Кукша удивился, но не сильно. И, кажется, все понял. Я намеренно чуть протягивал гласные, обычный быстрый мой говор был для него непонятен. Надеюсь, поверил. Тем более, что топор мой говорил в пользу версии о лесорубе.
— Свей? Дан? Варг? Хазар? Финн? Норг? Карел? Гермнц? Ромей? — понимал я его плохо. Он гражданством моим интересуется. Свей? Дан? Финн? Швеция, Дания, Финляндия? Гермнц? Немец? А ромей — это ромалы? За цыгана меня принял? Он поднял топор, ткнул себе в волосы, потом мне, принял что-то вроде боевой стойки. Хм, его смущает что я темно-русый.
— Не, русский. Игнатьев. Русский. Москва? Петербург? Славяне мы…
А вот после «славян» он как-то слегка подуспокоился. Топор отставил. Наверно, славян он любит. Сам-то, судя по морде, тоже из наших.

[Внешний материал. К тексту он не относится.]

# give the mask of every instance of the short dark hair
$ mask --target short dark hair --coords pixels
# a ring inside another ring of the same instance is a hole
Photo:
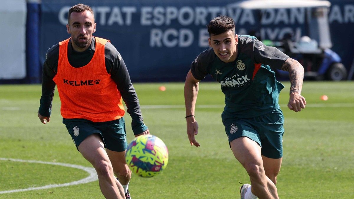
[[[93,11],[92,10],[91,7],[89,6],[83,4],[79,4],[73,6],[70,8],[69,10],[69,12],[68,13],[68,24],[70,25],[69,23],[69,20],[70,20],[70,15],[73,12],[81,12],[85,10],[88,10],[92,13],[92,16],[93,16],[93,19],[95,19],[95,15],[93,15]]]
[[[235,22],[232,18],[221,16],[214,18],[207,25],[209,35],[217,35],[230,30],[235,32]]]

Решил его порасспрашивать:
— Славянин?
— Словен ильмен, — ответил парень.
Ильмен это что? Словен — это словакия? Или словения? Не ясно….
— Один охотишься — лось большой. Почему? — я словами и жестами поинтересовался причиной его одиночества в этом лесу.
Он начал опять лапотать что-то по своему. Говорил, по нашим с ним меркам, долго, секунд сорок. Понял мало, что-то про род, не род, смерть, не смерть. Веи какие-то… Смотрел на него и всем своим видам показывал недоумение. Он вздохнул, и произнес только одно слово:
— Голод.
Тут как-то все сразу встало на свои места. И то, как он отчаянно тушу свою защищал, на взрослого мужика, то есть меня, не каждый с луком полезет, и босота его — когда жрать нечего, какие уж тут китайские кроссовки? И то что он худой, и лицо измученное и серьезное. Не понятно только, где родители его, пацан ведь еще.